The researchers performed whole-genome sequencing and copy number variation analysis of 100 samples to reveal mutational landscape of pancreatic ductal adenocarcinomas. Their findings led to classification of pancreatic ductal adenocarcinomas into 4 subtypes with potential clinical utility.
The team of international researchers, working with the Australian Pancreatic Cancer Genome Initiative, emphasise the need for new strategies in the treatment of pancreatic cancer, pointing out that it remains one of the most lethal cancers.
In their study, chromosomal rearrangements leading to gene disruption were prevalent, affecting genes known to be important in pancreatic cancer (TP53, SMAD4, CDKN2A, ARID1A and ROBO2) and new candidate drivers of pancreatic carcinogenesis (KDM6A and PREX2).
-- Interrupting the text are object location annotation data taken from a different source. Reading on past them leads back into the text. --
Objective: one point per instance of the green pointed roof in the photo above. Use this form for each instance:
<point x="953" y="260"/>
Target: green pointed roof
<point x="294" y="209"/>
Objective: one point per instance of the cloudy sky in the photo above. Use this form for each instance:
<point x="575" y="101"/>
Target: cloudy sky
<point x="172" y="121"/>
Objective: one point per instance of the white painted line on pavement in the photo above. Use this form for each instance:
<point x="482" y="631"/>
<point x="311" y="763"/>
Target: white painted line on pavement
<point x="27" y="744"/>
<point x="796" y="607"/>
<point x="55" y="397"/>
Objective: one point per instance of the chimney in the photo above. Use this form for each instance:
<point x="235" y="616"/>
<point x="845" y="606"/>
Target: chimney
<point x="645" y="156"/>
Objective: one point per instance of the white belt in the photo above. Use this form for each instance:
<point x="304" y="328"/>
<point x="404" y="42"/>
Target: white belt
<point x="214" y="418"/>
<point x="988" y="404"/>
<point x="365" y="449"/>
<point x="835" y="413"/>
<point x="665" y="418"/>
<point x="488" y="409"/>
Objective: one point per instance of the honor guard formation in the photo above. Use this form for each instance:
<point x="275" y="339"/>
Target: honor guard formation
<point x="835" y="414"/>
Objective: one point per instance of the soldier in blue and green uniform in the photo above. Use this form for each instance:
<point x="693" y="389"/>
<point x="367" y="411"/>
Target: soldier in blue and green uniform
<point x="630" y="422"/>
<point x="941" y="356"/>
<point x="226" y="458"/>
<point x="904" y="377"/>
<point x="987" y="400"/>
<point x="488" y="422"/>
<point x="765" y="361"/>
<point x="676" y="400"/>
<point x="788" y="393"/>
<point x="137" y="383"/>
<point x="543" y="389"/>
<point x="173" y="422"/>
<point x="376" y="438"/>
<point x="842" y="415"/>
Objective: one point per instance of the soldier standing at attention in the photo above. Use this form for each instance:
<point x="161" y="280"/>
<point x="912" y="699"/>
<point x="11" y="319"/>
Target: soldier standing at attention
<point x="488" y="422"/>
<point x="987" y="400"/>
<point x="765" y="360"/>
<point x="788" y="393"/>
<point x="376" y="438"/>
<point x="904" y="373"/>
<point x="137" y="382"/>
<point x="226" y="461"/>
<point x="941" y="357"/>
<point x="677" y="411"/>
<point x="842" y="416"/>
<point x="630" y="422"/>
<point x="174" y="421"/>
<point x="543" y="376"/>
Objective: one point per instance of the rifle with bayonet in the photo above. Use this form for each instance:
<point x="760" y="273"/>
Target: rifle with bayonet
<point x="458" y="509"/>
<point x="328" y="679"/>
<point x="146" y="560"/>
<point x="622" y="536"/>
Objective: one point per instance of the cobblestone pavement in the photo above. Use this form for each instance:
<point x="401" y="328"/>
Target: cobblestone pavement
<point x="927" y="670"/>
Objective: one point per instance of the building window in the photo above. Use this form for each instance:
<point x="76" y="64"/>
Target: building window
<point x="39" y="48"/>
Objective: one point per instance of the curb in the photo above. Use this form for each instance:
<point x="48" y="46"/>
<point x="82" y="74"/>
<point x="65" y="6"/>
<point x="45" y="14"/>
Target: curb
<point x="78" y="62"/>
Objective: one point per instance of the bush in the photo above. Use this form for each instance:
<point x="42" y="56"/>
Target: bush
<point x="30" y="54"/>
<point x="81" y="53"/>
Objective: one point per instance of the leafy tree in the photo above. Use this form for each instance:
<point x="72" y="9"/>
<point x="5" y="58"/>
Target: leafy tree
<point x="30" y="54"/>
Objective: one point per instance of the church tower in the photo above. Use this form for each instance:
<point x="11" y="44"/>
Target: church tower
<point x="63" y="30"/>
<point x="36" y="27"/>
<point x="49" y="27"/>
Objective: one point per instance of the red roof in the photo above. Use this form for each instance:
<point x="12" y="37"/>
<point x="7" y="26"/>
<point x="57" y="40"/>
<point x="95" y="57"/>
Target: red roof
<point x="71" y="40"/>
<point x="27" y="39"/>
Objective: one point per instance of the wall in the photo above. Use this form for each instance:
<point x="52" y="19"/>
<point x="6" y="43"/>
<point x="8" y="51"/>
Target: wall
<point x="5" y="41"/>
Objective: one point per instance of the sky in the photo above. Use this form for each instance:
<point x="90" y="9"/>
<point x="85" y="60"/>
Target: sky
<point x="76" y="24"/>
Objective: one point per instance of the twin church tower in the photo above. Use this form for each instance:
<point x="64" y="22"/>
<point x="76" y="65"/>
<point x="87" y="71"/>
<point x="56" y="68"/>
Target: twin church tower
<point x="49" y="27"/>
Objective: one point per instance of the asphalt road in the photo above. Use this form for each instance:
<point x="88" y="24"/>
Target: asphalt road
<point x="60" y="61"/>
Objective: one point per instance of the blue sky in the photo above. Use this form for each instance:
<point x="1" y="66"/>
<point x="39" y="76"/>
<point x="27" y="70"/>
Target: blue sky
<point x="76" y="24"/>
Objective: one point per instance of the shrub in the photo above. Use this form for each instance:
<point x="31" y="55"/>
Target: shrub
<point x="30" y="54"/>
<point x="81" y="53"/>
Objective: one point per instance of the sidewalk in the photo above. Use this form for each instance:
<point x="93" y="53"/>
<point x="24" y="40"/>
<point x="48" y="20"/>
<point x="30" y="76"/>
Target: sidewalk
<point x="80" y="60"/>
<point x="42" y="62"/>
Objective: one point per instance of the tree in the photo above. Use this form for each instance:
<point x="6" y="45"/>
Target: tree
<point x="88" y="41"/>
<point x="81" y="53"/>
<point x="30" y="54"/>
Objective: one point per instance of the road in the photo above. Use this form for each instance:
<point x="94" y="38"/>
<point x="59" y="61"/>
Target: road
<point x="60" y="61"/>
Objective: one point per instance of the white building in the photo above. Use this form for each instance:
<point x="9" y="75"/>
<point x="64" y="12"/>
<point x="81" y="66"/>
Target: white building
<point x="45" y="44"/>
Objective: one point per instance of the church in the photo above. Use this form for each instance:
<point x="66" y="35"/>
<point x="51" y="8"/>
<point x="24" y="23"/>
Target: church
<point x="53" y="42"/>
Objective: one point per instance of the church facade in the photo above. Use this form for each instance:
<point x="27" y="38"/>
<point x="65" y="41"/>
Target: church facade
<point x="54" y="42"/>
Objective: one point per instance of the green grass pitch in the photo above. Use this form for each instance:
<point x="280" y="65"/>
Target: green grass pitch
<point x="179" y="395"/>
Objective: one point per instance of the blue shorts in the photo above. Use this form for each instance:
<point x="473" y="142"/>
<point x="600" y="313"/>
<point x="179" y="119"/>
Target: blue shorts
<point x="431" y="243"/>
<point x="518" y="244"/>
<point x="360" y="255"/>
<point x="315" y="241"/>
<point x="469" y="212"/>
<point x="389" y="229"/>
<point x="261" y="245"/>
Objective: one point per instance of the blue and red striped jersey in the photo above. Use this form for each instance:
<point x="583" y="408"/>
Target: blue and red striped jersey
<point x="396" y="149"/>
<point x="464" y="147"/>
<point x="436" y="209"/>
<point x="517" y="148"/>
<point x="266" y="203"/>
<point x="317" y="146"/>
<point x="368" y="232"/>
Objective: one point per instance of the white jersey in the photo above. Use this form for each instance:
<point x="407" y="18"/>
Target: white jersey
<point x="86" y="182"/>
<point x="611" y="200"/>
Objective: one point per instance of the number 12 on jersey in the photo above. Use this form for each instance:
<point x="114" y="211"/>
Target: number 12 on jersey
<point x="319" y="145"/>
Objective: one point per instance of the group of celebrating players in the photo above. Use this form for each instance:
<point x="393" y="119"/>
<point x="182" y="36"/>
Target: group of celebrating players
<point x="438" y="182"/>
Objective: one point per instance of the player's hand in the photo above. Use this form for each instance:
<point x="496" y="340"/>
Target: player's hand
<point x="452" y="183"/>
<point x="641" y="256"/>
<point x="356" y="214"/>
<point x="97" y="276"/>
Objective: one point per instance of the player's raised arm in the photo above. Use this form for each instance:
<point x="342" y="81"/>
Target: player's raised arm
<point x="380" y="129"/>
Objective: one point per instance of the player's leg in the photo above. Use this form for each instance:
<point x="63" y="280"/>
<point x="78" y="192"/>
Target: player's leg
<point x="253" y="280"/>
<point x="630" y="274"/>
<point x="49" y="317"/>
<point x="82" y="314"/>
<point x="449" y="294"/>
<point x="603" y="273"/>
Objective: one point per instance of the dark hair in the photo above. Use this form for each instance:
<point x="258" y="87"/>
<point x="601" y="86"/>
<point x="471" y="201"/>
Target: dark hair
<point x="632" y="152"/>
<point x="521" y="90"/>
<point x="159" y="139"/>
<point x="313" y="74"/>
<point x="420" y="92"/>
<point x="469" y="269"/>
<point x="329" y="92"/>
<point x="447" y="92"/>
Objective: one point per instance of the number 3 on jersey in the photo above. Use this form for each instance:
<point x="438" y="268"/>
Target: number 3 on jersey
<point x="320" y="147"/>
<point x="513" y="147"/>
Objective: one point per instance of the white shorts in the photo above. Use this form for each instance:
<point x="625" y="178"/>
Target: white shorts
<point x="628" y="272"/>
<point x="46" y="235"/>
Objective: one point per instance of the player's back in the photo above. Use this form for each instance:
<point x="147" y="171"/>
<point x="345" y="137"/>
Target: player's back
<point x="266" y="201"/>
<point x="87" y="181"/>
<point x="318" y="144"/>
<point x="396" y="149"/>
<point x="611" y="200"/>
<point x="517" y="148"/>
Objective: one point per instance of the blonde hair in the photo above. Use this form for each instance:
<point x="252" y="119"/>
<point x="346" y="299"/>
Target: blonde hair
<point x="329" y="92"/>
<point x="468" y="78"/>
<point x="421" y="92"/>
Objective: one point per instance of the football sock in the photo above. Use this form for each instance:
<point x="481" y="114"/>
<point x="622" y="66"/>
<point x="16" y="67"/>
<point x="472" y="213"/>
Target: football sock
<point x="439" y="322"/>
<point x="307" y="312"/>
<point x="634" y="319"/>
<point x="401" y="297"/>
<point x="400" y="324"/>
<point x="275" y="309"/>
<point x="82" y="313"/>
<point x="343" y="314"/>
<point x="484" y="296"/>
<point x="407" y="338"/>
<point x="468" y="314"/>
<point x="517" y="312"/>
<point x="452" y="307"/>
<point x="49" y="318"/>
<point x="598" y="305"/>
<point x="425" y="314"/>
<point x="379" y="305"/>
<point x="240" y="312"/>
Variation in chromosomal structure classified pancreatic ductal adenocarcinomas into 4 subtypes. The subtypes were termed stable, locally rearranged, scattered and unstable. A significant proportion harboured focal amplifications, many of which contained druggable oncogenes (ERBB2, MET, FGFR1, CDK6, PIK3R3 and PIK3CA), but at low individual patient prevalence.
Genomic instability co-segregated with inactivation of DNA maintenance genes (BRCA1, BRCA2 or PALB2) and a mutational signature of DNA damage repair deficiency. Of 8 patients who received platinum therapy, 4 of 5 individuals with these measures of defective DNA maintenance responded.
This study provides the most comprehensive description to date of the genomic events that characterise pancreatic cancer. It also demonstrates that structural variation is a prominent mechanism of genomic damage in this cancer.